Costing

Researchers’ ability to accurately determine the costs of health service delivery is severely limited even though there is a large body of literature on the costs of health care. This is particularly true in low- and middle-income settings. The Costing work group focuses on the collection of aggregate-level data for production units such as hospitals, community health clinics, and public health services that are more readily available (e.g., total costs/budgets, outpatient visits, capacity utilization). Econometric models are used to explain how the total cost of the production unit changes in response to differences in the number of intermediate outputs delivered (e.g., service mix, number of personnel, and scale of operations). This helps determine the setting-specific marginal cost of increasing intermediate outputs for each production unit.

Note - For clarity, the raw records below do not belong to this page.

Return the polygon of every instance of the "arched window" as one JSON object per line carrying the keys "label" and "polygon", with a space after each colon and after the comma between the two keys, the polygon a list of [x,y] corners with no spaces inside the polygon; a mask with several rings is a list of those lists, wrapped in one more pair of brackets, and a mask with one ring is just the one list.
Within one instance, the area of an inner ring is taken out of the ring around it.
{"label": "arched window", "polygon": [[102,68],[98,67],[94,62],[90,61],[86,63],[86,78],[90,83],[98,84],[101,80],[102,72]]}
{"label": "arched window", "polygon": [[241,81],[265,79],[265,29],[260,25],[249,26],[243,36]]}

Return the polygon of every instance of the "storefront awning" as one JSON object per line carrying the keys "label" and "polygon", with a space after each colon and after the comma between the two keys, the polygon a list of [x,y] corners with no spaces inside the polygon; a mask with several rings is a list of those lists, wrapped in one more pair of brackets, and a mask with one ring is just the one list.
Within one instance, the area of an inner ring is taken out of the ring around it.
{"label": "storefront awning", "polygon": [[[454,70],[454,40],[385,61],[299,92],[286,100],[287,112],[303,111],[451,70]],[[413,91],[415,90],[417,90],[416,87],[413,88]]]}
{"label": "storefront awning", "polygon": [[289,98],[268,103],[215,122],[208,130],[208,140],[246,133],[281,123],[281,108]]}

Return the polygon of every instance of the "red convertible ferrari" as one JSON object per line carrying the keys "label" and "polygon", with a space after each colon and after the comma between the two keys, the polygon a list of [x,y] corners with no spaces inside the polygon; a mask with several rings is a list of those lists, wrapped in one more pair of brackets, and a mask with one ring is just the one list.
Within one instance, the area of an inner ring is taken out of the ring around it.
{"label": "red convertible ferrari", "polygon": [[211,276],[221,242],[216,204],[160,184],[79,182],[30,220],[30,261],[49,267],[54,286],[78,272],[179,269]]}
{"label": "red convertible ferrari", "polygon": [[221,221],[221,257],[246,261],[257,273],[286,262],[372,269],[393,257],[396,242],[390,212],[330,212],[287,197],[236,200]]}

Quantify the costs of health service delivery platforms through planning and initiating a costing study:

In conjunction with each of the project’s expert groups, IHME will determine the quantities of the intermediate outputs required to deliver specific interventions in order to calculate the total cost of delivering each intervention. A large empirical database on production unit costs also will be used in the work on platforms to test the relationship between total costs and the production of intermediate products and other attributes of institutions, such as the availability of information and the use of incentives. This project uses IHME’s multidisciplinary quantitative analysis skills and rigorous survey techniques to garner information from country sources to understand and attempt to quantify the cost of health systems and health service delivery platforms. IHME is currently collaborating with the World Bank’s International Comparison Program (ICP) to provide meaningful information for inter-country comparisons of health sector prices. This collaboration, called the Health Sector Price Project, will work with country partners to quantify the costs of health service delivery platforms, defined as conduits through which health interventions and public health measures are implemented (for example, hospitals or community health clinics). IHME will engage a diverse set of countries in which to test this costing instrument and ultimately produce an instrument that can be used continuously in all countries to determine prices within the health sector for every ICP round.